在 Elasticsearch 中,每个文档都有唯一的文档 ID,用于标识该文档在索引中的位置。文档ID是一个重要的概念,了解它的长度限制非常重要。

Elasticsearch 文档 ID 的长度限制是 512 Bytes。这意味着文档 ID 不能超过 512 字节的大小。如果你尝试创建一个超过 512 字节的文档 ID,Elasticsearch 将会返回一个错误。这个限制是为了保证索引的性能和稳定性。
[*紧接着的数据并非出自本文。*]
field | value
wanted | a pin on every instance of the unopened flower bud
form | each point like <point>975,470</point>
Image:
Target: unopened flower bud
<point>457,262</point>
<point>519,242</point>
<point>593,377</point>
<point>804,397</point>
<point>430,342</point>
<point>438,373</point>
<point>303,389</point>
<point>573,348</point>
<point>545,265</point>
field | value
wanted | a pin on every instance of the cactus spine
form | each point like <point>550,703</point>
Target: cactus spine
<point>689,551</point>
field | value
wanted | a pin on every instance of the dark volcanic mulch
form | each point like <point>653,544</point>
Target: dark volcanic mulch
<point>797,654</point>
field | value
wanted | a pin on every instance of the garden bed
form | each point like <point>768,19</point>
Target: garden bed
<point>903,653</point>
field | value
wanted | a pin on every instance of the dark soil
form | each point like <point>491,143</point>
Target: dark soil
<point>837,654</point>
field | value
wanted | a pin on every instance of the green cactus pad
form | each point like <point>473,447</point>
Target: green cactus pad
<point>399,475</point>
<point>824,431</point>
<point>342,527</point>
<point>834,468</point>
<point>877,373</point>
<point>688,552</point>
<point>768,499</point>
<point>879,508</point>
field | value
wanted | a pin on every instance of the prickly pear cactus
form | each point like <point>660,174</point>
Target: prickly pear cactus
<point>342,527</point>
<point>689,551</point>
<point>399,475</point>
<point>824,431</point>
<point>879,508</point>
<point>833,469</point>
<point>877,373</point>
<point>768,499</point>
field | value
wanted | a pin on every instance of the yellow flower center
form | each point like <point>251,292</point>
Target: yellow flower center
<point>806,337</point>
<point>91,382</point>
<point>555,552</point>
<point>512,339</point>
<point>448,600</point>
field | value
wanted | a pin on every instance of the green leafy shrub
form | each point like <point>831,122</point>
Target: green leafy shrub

以下通过示例来说明 Elasticsearch 文档 ID 的长度限制。

Elasticsearch 版本:7.1.0
API 调用均在 Kibana 开发工具上操作

首先,创建一个名为 test_idx 索引:

1
2
3
4
5
6
7
8
9
10
11
12
13
PUT test_idx 
{
"settings": {
"number_of_shards": 1
},
"mappings": {
"properties": {
"nickname": {
"type": "keyword"
}
}
}
}

然后,插入一个 ID 长度为 678 的文档:
1
2
3
4
POST test_idx/_doc/oooooooooojirgrjjjjjjjjjjjjjjjjjjjjjjjjjjjjjjjjjjjjjjjjjjjjjjjjjjjjjjjjjjjjjjjjjjjjjjjjjjjjjjjjjjjjjjjjjjjjjjjjjjjjjjjjjjjjjjjjjjjjjjjjjjjjjjjjjjjjjjjjjjjjjjjjjjjjjjjjjjjjjjjjjjjjjjjjjjjjjjjjjjjjjjjjjjjjjjjjpppppppppppppppppppppppppppppppppppppppppppppppppppppppppppppppppppppppppppppppppppppppppppppppppppppppppppppppppppppppppppppppppppppppppppppppppppppppppppp999999999999999999999999999999999999999999999999999999999999999999999999999999999999999999999999999999999999999999999999999999999999999999999999999999999999999999999999999999999999999999999999999999999999999999999999999999999999999999999999999999999999999999999999999999999999999999999999999999999999999999999999999
{
"nickname":"nick"
}

可以看到返回错误信息 Validation Failed: 1: id is too long, must be no longer than 512 bytes but was: 678,具体结果如下:
1
2
3
4
5
6
7
8
9
10
11
12
13
{
"error": {
"root_cause": [
{
"type": "action_request_validation_exception",
"reason": "Validation Failed: 1: id is too long, must be no longer than 512 bytes but was: 678;"
}
],
"type": "action_request_validation_exception",
"reason": "Validation Failed: 1: id is too long, must be no longer than 512 bytes but was: 678;"
},
"status": 400
}

如果要插入的文档 ID 为中文的话,则长度不能超过 170。因为大部分中文字符,在 UTF-8 中是采用 3 个字节进行存储的,所以文档 ID 为中文时最大长度为:512/3=170.7。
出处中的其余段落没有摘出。